井上:日本のベンチャーキャピタル(VC)は世界標準から離れ、遅れていると伺います。
瀧口:日本のスタートアップの業界というのは、ある意味でガラパゴス的なんですね。これは悪い意味ではなくて、日本的なんです。シリコンバレーのベンチャーの動きと日本の動きは基本的に違いますから。
どちらがよいかという問題ではなく、根本的にゲームが違うんです。だから、私も日本でゲームをやるときは、日本型のゲームとして参加しています。でもアメリカで投資するときはグローバルなゲームだと理解してやります。
「その場で決める」アメリカ、裏付け求める日本
井上:何が違うのでしょうか。
瀧口:アメリカだと役割分担が明確なんです。アーリー、ミドル、レイターそれぞれのステージを得意とする投資家がいて、全員がリスペクトし合っている。役割分担ができているので判断も早いです。

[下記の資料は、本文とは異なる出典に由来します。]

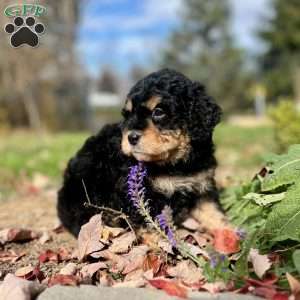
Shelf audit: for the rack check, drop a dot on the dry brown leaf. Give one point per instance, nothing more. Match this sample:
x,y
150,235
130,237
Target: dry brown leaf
x,y
122,243
17,235
24,271
170,287
165,246
110,232
134,275
69,269
214,287
187,272
261,263
135,258
191,224
118,261
45,237
89,270
89,235
10,256
48,255
130,284
14,288
60,279
152,262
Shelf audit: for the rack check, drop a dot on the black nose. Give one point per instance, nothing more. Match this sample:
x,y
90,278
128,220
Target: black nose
x,y
134,137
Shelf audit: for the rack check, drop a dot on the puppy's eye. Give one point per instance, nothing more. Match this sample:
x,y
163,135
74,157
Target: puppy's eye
x,y
158,114
125,113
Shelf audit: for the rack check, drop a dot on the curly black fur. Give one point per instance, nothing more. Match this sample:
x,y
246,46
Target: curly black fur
x,y
103,167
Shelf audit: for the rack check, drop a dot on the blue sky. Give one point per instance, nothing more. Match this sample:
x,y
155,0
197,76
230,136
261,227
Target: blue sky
x,y
121,33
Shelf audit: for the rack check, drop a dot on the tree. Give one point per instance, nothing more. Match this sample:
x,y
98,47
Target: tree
x,y
108,81
202,47
281,61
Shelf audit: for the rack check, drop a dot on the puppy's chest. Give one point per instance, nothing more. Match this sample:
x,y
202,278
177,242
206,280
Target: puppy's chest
x,y
197,183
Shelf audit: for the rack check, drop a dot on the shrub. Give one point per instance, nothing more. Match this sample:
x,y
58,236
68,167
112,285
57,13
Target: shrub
x,y
286,119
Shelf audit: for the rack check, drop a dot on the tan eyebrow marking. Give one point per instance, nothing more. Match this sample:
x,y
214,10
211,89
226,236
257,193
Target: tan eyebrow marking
x,y
152,102
128,105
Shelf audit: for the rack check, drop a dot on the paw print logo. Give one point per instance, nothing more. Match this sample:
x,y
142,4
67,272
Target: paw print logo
x,y
24,31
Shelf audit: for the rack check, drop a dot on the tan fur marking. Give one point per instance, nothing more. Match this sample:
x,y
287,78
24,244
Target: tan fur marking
x,y
158,146
128,105
125,144
199,182
209,216
152,102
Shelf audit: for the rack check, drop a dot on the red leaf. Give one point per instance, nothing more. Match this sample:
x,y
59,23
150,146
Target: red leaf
x,y
281,296
171,288
63,280
153,262
48,255
226,241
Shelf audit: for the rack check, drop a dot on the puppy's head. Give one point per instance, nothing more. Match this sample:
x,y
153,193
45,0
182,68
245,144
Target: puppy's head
x,y
163,114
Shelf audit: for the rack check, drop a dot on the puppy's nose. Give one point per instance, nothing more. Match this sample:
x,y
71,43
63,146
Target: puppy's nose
x,y
134,137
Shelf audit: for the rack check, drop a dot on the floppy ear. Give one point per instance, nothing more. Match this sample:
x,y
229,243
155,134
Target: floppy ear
x,y
204,113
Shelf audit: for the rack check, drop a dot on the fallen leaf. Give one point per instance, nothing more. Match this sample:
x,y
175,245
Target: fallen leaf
x,y
152,262
130,284
24,272
214,287
10,256
89,235
261,263
187,272
110,232
90,269
135,275
64,254
135,258
63,280
14,288
17,235
226,241
69,269
191,224
170,287
45,237
48,255
122,243
165,246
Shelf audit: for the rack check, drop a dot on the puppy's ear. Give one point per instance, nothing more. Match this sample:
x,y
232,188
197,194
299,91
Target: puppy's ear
x,y
204,113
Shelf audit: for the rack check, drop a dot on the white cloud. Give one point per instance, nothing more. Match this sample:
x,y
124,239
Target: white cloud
x,y
153,12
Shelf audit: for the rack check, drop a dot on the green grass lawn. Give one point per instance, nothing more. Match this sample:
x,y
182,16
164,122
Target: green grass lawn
x,y
238,148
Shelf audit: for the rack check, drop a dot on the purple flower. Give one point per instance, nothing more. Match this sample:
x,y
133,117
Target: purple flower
x,y
241,233
213,261
135,183
165,222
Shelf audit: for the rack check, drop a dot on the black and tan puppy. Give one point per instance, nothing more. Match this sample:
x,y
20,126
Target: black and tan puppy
x,y
168,122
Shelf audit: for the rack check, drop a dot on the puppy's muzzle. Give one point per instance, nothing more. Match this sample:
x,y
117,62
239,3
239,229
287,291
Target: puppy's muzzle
x,y
133,137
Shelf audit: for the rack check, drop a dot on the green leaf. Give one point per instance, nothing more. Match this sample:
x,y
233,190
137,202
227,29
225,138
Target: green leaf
x,y
241,266
296,259
284,219
264,200
285,170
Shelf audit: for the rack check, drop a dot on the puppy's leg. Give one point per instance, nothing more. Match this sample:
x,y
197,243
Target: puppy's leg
x,y
209,215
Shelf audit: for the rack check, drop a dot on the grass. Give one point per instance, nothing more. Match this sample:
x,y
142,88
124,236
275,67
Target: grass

いい案件があったら、その場で感触を伝えます。話を聞いた瞬間に「金額の大小は別にして、とにかく出すから」と伝え、その瞬間に握ってしまうわけですね。
一方、日本の場合は役割分担が明確ではなく、組織の意思決定ですから裏付けや根拠が求められます。主に、ミドルステージ以降でゲームが進められるので判断材料も徐々にそろってきます。意思決定の場面でも「社内の投資委員会にはかるので3カ月待ってください」というのが少なくありません。
日本で求められるのは、日本市場に最適化された国内ゲームです。そのゲームでしっかり利益を上げていくことを考えているわけですから、セコイア・キャピタル(アメリカの大手VC)が求めるような巨大ビジネスを目指していません。